As today's great tobacco struggle shows, a legal addictive substance in private-sector hands confers huge money power to sway opinion and subvert opposition. An alternative urged by decriminalizers is government supervision. But that makes the end solution, changing minds, especially those of children, all the more difficult. Government can't be both an effective rival to pushers and a credible evangelist for non-use of drugs.

Most citizens know why nations battle the $400 billion illicit drug industry.

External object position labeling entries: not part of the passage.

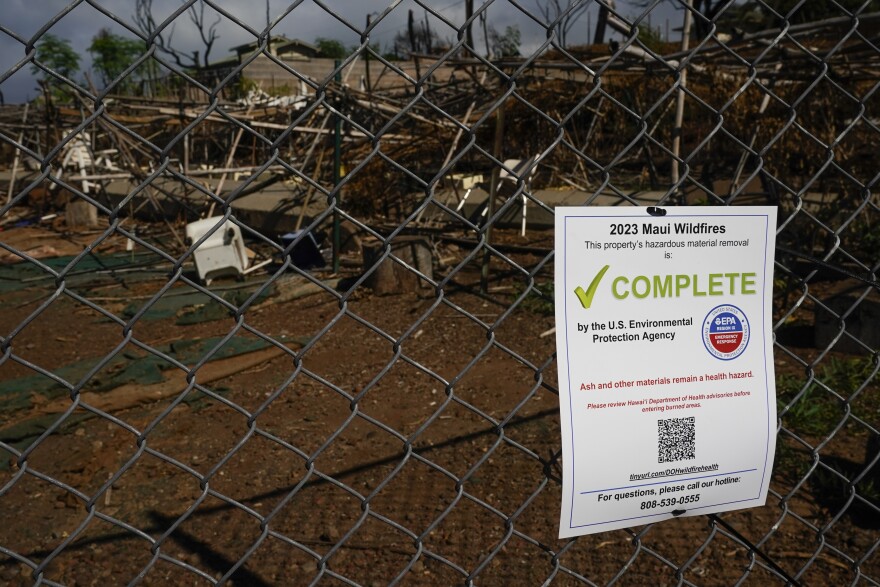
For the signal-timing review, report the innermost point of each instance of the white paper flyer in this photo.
(665, 352)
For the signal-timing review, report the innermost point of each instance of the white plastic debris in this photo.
(222, 253)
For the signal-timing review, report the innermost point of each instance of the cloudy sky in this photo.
(307, 21)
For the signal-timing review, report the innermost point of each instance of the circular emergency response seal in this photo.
(726, 332)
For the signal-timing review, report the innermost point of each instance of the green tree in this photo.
(56, 54)
(331, 48)
(507, 44)
(112, 54)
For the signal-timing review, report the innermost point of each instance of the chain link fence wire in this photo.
(298, 427)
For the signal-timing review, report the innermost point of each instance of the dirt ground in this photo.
(412, 439)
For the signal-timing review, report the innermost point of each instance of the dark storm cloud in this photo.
(306, 21)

Drugs ruin lives. They spawn violent crime. They corrupt some officials. They divert resources from solving other serious problems, waste billions in the workplace, and sidetrack army and police units. They jam court dockets and overcrowd prisons. And they distort finance via money laundering.

All causes for action.

But there is one more huge, little- noted cost of drugs. That is the pernicious impact they have on world thinking about addiction. Millions of people have been subtly persuaded that addictions of various kinds are beyond individuals' control. This has two bad effects. It undermines all-out support for efforts to end demand for drugs through effective treatment and deep-felt prevention programs among children. And it reinforces society's overdependence on legal drugs, alcohol, overeating, etc. People who say 'They can't help it' or 'I can't help it' provide an excuse not to take full command of their own lives.

That is the insidious argument to defeat if the war on drugs is to be won.